En toute hypothèse, si cela devait se produire, vous seriez conduits à modifier la loi organique pour en tenir compte, dans un contexte qui pourrait être consensuel. Certains estimeront que l'on pourrait encore retarder d'un an le rétablissement des règles. D'une part, pour en avoir parlé récemment avec le commissaire en charge, cela serait très compliqué. D'autre part, cela ne serait pas forcément favorable pour la France : plus la décision intervient tardivement, plus les écarts se voient. Je plaide donc plutôt pour un rétablissement en 2024 des règles, mais des règles modifiées.

Ensuite, que s'est-il passé en 2023 ? La baisse des prix du gaz est intervenue de manière imprévue, y compris pour le gouvernement. La croissance au deuxième trimestre a également surpris tout le monde.

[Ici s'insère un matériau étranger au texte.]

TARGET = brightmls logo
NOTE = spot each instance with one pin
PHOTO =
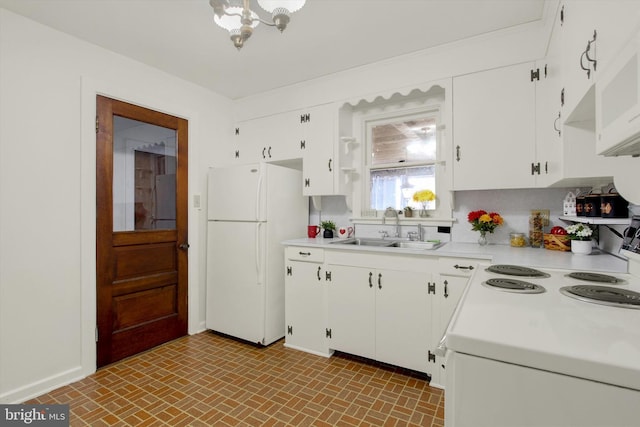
(34, 415)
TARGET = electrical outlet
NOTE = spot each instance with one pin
(544, 214)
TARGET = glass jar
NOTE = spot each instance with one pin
(517, 240)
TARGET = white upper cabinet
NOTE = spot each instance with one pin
(318, 160)
(494, 129)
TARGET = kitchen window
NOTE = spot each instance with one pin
(401, 159)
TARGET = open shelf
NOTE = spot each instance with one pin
(596, 220)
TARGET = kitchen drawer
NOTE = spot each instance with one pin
(296, 253)
(457, 266)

Comme nous le faisons toujours, nous avons interrogé plusieurs instituts de conjoncture privés et publics. Personne ne dispose d'explications claires sur ce qui s'est passé lors de ce trimestre. Pour le moment, la tendance n'a pas été confirmée par les trimestres ultérieurs. Je me réjouis naturellement que la prévision d'un taux de croissance de 1 % en 2023 tende à se confirmer. Mais je ne pense pas qu'il faille capitaliser de manière excessive sur cet évènement.

Sans trahir les débats sur la prévision en 2024, les écarts des estimations sont très importants selon les instituts de conjonctures, certains parlant de 1,2 % quand d'autres se limitent à 0,4 %. Quoi qu'il en soit, tous se situent en deçà de 1,4 %.

Monsieur le président, je ne crois pas au rabot. J'ai toujours trouvé cette méthode assez idiote en réalité, car elle n'améliore en rien la qualité de la dépense. De mon côté, je plaide pour une revue des finances publiques. Dans le cadre de nos travaux, nous avons produit neuf notes thématiques, dont une note sur les dépenses fiscales et une autre sur les aides aux entreprises. Nous ne prétendons pas disposer de la vérité révélée, mais il nous faut aller beaucoup plus loin en la matière.

Comment améliorer la revue des dépenses publiques ? Dans son rapport du mois de juin, la Cour des comptes a rédigé un chapitre de méthode qui m'apparaît très intéressant. Il insiste notamment sur la durée et je crois savoir que telle est également l'intention du gouvernement et du ministre délégué en charge du budget. Ensuite, il importe d'œuvrer en profondeur : il faut agir sur la totalité de la dépense publique. Enfin, cet exercice ne doit pas se dérouler entre administrations, mais être beaucoup plus ouvert, en associant les parties prenantes, c'est-à-dire les forces sociales, des économistes et des institutions indépendantes.

La dépense des collectivités est attendue en hausse de 1 % en volume en 2023, avec notamment un effet très significatif sur l'investissement (10 % en valeur et 5 % en volume). Ici aussi, il sera nécessaire de rechercher un consensus extrêmement fort. Le ministre des finances a réuni la semaine dernière ce qu'il appelle le Haut Conseil des finances locales, rassemblant les trois ministres concernés, ainsi que les présidents des associations et le premier président de la Cour des comptes. Je n'ai pu m'y rendre en raison de contraintes de calendrier, mais j'étais représenté par Christian Charpy le président de la quatrième chambre de la Cour des comptes. La réunion s'est d'ailleurs déroulée dans un bon état d'esprit.